Ort: Chirurgische Abteilung eines Krankenhauses in Süddeutschland. Privatwohnung von Dr. Wanner.
Zeit: Ende 1943 bis Anfang 1944.
Warteraumecke und Chefarztzimmer der chirurgischen Abteilung eines städtischen Krankenhauses in Süddeutschland. Die Wände sind mit weißer Ölfarbe gestrichen. Blinkende Instrumentenschränke. Alles strahlt von Chirurgie, Asepsis, Wissenschaft. Die Warteraumecke nimmt etwa ein Drittel der Bühne ein; sie ist von dem Chefarztzimmer durch eine gepolsterte Tür getrennt. Dort sitzen um ein Tischchen, in Zeitschriften blätternd, MUTTER BIRKLE, eine korpulente Frau, ihr achtzehnjähriger Sohn FRANZ, der mit dem Kopf ständig nervös „schüttelt“, und der Klempnermeister EISENLOHR in einer alten Pionieruniform. – Im Chefarztzimmer stehen vor einem großen weiß lackierten Schreibtisch in Laborantenkitteln OHM EUGEN und GASTON. Im Hintergrund an einem breiten Fenster, dessen untere Hälfte aus Milchglas ist, hängen an einem Draht mehrere Röntgenfilme; hinter der oberen durchsichtigen Hälfte des Fensters des Zimmer sieht man dichtfallende Schneeflocken.

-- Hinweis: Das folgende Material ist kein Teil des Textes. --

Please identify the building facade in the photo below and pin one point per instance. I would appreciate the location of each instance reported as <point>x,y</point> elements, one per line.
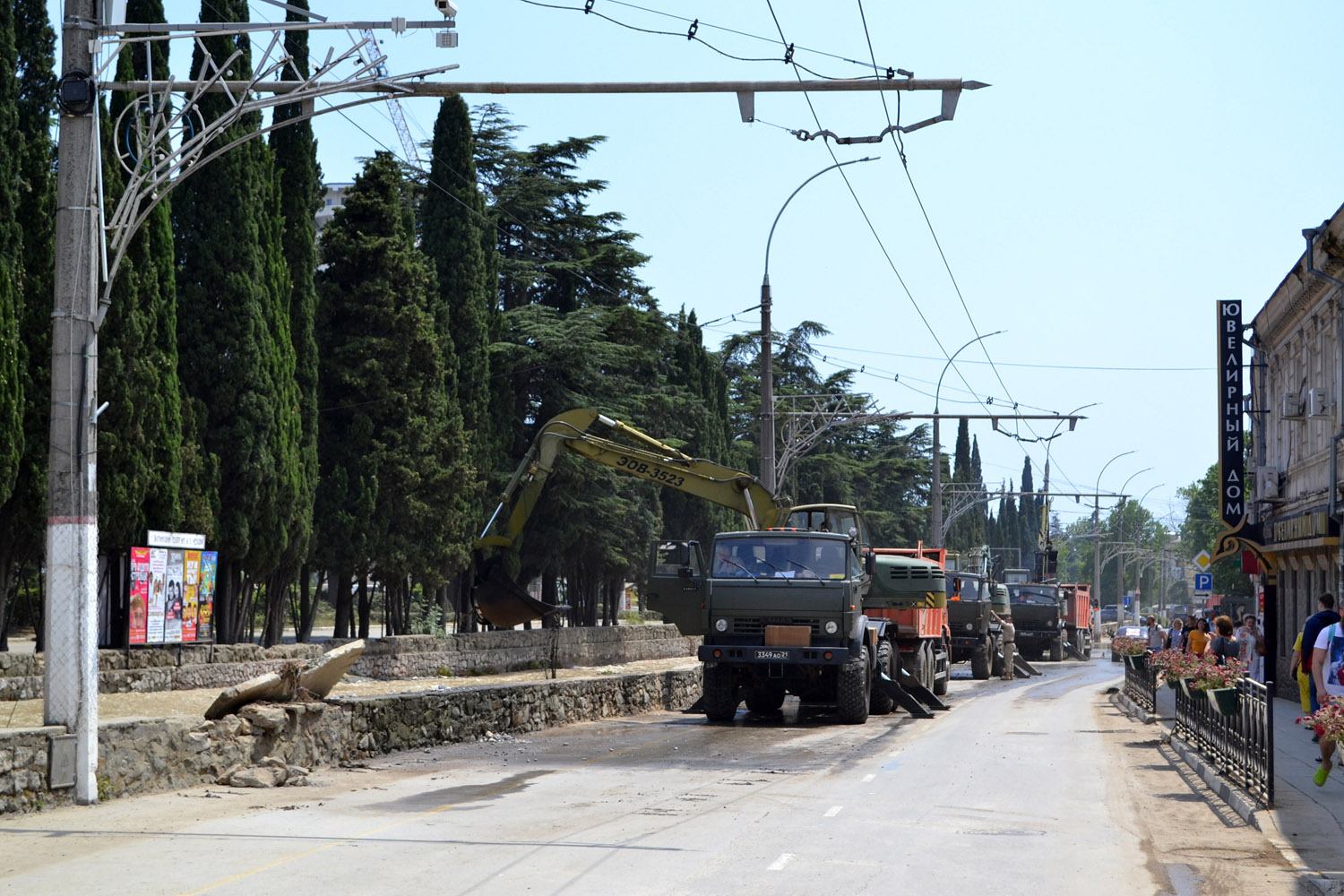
<point>1293,470</point>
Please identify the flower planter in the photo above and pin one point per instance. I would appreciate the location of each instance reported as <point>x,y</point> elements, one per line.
<point>1223,700</point>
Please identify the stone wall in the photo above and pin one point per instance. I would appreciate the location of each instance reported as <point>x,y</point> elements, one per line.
<point>166,754</point>
<point>383,659</point>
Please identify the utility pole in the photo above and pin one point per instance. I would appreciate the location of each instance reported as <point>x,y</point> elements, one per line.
<point>70,624</point>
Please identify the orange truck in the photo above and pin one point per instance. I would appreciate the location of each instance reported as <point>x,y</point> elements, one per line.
<point>1075,616</point>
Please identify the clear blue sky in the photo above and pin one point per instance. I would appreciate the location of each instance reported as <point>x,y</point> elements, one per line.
<point>1128,168</point>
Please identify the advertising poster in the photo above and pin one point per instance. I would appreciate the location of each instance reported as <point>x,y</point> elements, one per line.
<point>206,597</point>
<point>158,594</point>
<point>139,595</point>
<point>174,598</point>
<point>190,582</point>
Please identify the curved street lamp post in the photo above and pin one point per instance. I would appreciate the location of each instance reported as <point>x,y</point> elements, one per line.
<point>935,487</point>
<point>1097,536</point>
<point>766,370</point>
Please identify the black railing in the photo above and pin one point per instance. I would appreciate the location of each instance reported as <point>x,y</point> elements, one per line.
<point>1241,745</point>
<point>1142,685</point>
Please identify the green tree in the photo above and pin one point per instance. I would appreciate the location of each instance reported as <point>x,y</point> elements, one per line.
<point>387,437</point>
<point>236,351</point>
<point>22,508</point>
<point>300,188</point>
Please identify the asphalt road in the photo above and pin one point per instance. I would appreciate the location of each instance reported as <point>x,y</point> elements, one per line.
<point>1023,788</point>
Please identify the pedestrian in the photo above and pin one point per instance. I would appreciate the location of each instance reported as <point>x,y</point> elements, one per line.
<point>1223,646</point>
<point>1298,669</point>
<point>1327,670</point>
<point>1199,638</point>
<point>1156,635</point>
<point>1010,641</point>
<point>1253,648</point>
<point>1176,635</point>
<point>1311,630</point>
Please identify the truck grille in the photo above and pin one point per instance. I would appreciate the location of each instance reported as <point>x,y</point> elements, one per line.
<point>755,626</point>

GASTON (einen Röntgenfilm gegen das Licht haltend): Ob er dafür noch Zeit haben wird?
OHM EUGEN: Pause, mon vieux – ich habe ihn gelehrt, Leute, die nichts tun, haben nie Zeit; Leute, die viel arbeiten, haben immer Zeit.
GASTON: Ich meine, weil er morgen zur Front muss.
OHM EUGEN: Muss? – Sagen wir: jeder Mann sein eigner Fußball!
GASTON: Nun, nun, Ohm Eugen, der Herr Oberarzt hat sich doch freiwillig gemeldet, obschon er als Chef der Abteilung u. k. ist.
OHM EUGEN: Und dafür setzt man uns als Stellvertreter einen quasi Nichtchirurgen hin, einen SS-Sturmbannarzt; ich kenne die beiden Jungens wie meine Tasche, habe sie in Tübingen zum Physikum und Staatsexamen eingepaukt, war selbst da cand. med. und „ewiger Student“, Zeiten waren das, mon vieux, Zeiten …
Vivat academia, vivant professores,
Pereat diabolus, qui est antiburschicus …
Vivat etiam campus mensurae, der Fechtboden, der Tübinger Schlosswein, die Ausritte im Mai ins Neckartal … wohin, wohin? Vanitas,-vanitatum. (summt vor sich hin)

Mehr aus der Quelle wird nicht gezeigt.